Culture and belief in HIVland

Sometimes the drugs are shunned even when offered at no cost. After HIV swept across southern Africa in the 1990s, some leaders blamed poverty rather than HIV for AIDS, finding scapegoats to attack, just as when the Black Death came to Europe in 134738,39. One leant his ear to siren voices singing that HIV was harmless and that AIDS was not transmissible, so encouraging the misconception that AIDS in Africa is a distinct disease, contrary to all the evidence40,41.

HIV will not drive humans to extinction, for even rabbits survived the 99% mortality of myxomatosis. But HIV has already reduced life expectancy2 and will destabilize society by selectively removing its young adults.

See Box 4

Effect of HIV on infectious disease

The impact of HIV/AIDS on other infectious diseases will be enormous. First, opportunistic infections, which seldom cause serious disease in immunocompetent people, are frequently the sentinels of AIDS9. Over 100 opportunistic infections by viruses, bacteria, fungi and protozoa have been associated with AIDS. Disease by known pathogens such as tuberculosis also becomes exacerbated in AIDS. Antibiotic resistance to bacteria is more frequently found, and HIV-infected adults may regain susceptibility to childhood infections such as Streptococcus pneumoniae46. Thus the HIV-infected population can spread virulent strains of pathogens such as tuberculosis to others who are not necessarily at risk of HIV itself.

Second, HIV infection affects public-health immunization programmes. For instance, multivalent pneumococcal vaccine is ineffective in HIV-infected Africans47. Live 'attenuated' vaccines such as vaccinia, measles and oral polioviruses may become dangerous pathogens in the immunosuppressed person48,49,50. Moreover, HIV can convert acute infections into long-persistent ones50, as cell-mediated immune responses are crucial for clearance of virus infections like enteroviruses, measles, mumps and influenza. The World Health Organization needs to give further thought to the power of HIV to scupper its disease-eradication programmes49. With 1.5 million HIV-infected children in Africa, can we really eradicate polio within the next few years?

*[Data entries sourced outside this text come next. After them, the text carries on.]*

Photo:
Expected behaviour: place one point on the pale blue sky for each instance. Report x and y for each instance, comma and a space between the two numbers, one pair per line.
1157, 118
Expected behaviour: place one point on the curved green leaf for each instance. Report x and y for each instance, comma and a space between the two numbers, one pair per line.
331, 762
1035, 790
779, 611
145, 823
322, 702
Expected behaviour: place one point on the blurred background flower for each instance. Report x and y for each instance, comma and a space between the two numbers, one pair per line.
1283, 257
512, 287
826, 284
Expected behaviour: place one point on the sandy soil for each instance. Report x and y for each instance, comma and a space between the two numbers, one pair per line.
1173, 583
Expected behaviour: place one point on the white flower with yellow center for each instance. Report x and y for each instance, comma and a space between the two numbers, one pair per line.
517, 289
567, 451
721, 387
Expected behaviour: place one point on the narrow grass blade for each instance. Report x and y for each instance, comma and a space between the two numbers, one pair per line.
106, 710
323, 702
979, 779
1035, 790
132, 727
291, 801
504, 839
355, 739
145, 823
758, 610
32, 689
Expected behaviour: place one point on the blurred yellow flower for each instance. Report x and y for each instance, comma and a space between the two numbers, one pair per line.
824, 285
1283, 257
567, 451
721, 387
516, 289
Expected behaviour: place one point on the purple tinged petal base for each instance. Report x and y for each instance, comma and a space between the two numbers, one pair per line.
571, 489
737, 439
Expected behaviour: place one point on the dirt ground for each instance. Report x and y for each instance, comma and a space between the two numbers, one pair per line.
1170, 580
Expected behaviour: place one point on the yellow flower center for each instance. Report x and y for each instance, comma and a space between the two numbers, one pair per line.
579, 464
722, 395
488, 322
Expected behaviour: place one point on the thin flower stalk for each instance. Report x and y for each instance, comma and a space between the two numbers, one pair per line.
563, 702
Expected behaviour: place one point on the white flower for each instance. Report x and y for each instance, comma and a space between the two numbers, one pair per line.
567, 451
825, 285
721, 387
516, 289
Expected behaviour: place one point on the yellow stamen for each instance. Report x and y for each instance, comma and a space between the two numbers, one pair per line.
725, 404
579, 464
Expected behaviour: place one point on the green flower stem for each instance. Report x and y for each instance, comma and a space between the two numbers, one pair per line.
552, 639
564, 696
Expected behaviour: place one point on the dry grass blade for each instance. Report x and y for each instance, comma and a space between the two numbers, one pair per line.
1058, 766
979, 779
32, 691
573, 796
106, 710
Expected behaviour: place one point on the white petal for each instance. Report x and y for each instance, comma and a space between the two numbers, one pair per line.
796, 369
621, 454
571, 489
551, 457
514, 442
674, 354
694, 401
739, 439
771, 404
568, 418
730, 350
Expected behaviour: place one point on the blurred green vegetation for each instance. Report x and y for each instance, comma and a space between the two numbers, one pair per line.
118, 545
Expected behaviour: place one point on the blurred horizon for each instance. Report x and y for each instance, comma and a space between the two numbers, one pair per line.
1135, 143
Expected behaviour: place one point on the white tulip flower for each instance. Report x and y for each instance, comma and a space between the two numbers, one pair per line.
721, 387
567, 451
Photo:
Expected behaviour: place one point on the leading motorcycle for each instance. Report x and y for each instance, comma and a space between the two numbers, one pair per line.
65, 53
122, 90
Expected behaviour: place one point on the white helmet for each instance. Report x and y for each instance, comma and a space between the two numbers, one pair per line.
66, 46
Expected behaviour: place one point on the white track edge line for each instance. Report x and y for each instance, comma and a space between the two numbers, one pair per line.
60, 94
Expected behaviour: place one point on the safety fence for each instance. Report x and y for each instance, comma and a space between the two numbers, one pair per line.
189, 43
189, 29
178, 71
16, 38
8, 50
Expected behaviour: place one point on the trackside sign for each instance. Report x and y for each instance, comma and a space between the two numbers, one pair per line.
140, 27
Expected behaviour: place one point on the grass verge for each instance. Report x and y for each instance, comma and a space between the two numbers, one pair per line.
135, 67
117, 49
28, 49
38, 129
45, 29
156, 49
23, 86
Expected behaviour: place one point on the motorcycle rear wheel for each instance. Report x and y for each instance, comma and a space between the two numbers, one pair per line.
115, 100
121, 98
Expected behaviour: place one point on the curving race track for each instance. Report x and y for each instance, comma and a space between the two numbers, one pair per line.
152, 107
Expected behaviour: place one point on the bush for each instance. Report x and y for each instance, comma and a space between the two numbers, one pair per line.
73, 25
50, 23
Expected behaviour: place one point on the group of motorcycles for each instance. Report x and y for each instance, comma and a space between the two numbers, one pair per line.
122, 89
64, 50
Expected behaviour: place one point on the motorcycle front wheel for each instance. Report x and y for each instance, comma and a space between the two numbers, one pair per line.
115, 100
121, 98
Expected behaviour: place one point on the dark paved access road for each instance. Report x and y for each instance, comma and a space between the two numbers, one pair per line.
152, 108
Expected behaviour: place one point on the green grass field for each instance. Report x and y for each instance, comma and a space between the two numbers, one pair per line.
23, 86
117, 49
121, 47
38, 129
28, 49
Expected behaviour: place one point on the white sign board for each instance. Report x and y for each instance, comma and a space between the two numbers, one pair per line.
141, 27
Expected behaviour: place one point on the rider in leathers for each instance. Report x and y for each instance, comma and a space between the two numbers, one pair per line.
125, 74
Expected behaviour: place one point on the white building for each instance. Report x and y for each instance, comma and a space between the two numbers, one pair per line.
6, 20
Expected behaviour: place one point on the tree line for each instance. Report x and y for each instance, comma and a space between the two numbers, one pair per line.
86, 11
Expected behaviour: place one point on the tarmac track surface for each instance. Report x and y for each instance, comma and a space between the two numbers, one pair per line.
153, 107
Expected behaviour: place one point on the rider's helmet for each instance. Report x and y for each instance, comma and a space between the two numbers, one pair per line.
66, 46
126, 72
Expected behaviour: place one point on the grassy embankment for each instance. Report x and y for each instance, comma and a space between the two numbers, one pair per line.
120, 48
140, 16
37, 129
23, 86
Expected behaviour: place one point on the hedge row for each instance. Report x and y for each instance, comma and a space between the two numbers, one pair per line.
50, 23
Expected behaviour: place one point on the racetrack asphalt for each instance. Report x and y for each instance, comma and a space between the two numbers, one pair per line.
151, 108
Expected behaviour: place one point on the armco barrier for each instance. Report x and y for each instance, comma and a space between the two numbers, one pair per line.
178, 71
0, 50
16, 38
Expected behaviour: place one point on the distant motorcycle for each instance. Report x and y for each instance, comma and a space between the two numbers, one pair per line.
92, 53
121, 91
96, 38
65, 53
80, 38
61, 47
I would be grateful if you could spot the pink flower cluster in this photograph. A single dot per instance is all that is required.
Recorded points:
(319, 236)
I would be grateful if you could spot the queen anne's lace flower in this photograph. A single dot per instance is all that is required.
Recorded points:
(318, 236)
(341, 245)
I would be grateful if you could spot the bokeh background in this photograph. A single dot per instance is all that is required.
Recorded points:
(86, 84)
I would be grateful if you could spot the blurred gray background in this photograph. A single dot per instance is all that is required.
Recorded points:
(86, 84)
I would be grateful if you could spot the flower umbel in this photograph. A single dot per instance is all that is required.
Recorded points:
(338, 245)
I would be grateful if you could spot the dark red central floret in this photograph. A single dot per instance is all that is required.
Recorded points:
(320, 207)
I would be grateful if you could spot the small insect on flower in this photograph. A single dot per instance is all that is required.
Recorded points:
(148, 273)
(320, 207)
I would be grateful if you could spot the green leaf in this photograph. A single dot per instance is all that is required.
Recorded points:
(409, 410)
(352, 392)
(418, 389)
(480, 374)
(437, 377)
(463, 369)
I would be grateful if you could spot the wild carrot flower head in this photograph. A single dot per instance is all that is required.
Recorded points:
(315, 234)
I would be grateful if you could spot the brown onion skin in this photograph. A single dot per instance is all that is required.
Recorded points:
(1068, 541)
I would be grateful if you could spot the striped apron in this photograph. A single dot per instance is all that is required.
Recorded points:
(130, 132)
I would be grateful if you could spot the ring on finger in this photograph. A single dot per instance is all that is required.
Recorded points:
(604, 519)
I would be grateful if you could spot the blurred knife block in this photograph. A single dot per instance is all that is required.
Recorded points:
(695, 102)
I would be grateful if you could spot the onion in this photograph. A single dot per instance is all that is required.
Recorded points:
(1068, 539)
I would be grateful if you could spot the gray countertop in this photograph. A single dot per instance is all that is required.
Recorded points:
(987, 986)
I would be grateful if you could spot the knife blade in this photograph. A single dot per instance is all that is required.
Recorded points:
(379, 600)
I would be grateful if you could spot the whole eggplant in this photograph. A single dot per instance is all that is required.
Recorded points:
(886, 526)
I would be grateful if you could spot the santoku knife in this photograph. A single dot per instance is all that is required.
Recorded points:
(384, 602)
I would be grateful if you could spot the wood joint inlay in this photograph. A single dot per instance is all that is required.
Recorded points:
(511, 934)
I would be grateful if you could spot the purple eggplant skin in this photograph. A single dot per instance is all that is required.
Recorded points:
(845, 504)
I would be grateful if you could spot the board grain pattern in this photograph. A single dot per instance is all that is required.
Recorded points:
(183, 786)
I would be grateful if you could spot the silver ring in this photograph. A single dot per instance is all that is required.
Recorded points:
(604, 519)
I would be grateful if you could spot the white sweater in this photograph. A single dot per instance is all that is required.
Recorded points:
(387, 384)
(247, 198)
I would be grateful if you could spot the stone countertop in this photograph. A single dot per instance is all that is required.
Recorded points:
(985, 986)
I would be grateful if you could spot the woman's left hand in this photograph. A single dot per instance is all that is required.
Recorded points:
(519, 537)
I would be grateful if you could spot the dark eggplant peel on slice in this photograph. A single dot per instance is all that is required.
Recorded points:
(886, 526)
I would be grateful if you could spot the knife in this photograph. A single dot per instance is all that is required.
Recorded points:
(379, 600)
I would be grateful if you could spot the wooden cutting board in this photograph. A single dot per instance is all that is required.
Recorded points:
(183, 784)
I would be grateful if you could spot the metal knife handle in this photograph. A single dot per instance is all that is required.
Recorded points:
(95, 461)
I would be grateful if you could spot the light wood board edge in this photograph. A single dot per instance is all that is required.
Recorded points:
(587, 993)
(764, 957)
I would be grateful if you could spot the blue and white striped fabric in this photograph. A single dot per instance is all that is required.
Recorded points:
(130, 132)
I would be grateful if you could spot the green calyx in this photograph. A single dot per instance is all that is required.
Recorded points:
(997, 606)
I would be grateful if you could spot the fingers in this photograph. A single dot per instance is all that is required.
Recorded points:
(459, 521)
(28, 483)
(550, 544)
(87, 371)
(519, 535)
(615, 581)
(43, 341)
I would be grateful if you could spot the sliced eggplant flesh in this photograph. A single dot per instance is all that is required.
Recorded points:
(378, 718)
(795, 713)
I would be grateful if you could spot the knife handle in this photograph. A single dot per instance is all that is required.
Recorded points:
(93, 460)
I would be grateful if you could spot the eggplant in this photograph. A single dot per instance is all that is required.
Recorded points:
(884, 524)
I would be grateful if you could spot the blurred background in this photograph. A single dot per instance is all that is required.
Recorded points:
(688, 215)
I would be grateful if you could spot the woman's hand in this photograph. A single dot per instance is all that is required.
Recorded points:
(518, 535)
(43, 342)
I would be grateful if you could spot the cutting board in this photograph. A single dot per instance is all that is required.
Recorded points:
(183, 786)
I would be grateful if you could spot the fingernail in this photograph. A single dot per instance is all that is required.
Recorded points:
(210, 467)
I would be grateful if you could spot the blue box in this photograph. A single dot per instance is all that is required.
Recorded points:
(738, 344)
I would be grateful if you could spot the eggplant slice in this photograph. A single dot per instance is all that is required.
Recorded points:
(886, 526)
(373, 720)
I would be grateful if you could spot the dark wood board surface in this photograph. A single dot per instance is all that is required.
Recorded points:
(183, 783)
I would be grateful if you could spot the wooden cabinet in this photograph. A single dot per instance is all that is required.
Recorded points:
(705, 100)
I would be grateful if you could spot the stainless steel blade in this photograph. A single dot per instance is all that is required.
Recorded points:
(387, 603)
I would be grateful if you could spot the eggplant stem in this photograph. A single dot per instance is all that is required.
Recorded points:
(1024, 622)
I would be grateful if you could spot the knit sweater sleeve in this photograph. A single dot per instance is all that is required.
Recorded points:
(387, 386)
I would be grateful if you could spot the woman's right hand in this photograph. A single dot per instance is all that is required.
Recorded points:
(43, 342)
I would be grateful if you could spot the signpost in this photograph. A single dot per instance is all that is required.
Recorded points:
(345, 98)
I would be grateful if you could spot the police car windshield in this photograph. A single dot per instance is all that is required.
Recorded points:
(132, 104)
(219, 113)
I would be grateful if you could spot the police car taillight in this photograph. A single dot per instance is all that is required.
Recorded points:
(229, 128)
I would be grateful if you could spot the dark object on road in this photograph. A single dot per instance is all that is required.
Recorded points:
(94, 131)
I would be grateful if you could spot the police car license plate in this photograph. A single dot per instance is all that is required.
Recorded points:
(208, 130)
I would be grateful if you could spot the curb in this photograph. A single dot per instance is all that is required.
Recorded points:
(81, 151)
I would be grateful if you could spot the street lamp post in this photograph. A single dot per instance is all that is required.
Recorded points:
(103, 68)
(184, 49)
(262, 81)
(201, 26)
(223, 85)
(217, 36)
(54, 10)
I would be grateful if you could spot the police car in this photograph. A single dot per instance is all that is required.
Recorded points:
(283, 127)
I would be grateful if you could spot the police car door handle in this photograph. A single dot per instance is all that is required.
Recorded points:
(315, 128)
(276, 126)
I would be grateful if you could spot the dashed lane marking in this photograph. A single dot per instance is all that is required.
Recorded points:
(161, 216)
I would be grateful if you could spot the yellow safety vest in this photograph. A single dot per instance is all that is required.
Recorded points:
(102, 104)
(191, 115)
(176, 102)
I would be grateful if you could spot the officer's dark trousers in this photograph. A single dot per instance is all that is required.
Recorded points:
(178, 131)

Third, AIDS could conceivably generate new types of epidemics. When the proportion of immunodeficient individuals in a population remains very low, the chance of direct transmission of opportunistic infections from one to another is even smaller. But HIV-infected people can act as incubators of microbes that previously relied on animal reservoirs: for example, the Mycobacterium avium complex, canine Toxoplasma, alphaviruses of birds, enteric infections of farm animals, and numerous other microbes not normally transmissible between humans.

With the AIDS pandemic, such microbes now have a new host population in which to play darwinian selection. Where 10% or more of a community are HIV-infected, direct transmission between immunodeficient individuals becomes plausible. Microbes that are poorly adapted for human infection could become well adjusted, first to the immunodeficient host and eventually to immunocompetent humans, provided they learn the tricks of human-to-human transmission. These could include free-living microbes from the environment51,52, including non-tuberculous Mycobacteria, Legionnella, Pseudomonas, Fusarium and other fungi, as well as microbes and parasites from animal sources.

Free-living bacteria, fungi and protozoa now have 37 million and rising immunocompromised people in which to learn to become human parasites. The bacteria could acquire antibiotic resistance or adaptive, pathogenic genes from the plasmids, phages and mobile pathogenicity islands53 of their human-adapted relatives, and yet escape the vaccines now in use. Moreover, animal infections could gain a firm foothold in the human population, particularly fast-evolving RNA viruses. The vast number of susceptible humans is a novel, unique window of opportunity for microbes originating from animals, the soil or water to evolve into human pathogens. This issue of the potential community impact of a massive immunodeficient reservoir therefore demands analysis by those who model infectious disease dynamics and evolution. Long after HIV itself is controlled (we hope) by immunization, new diseases may roam former HIVland.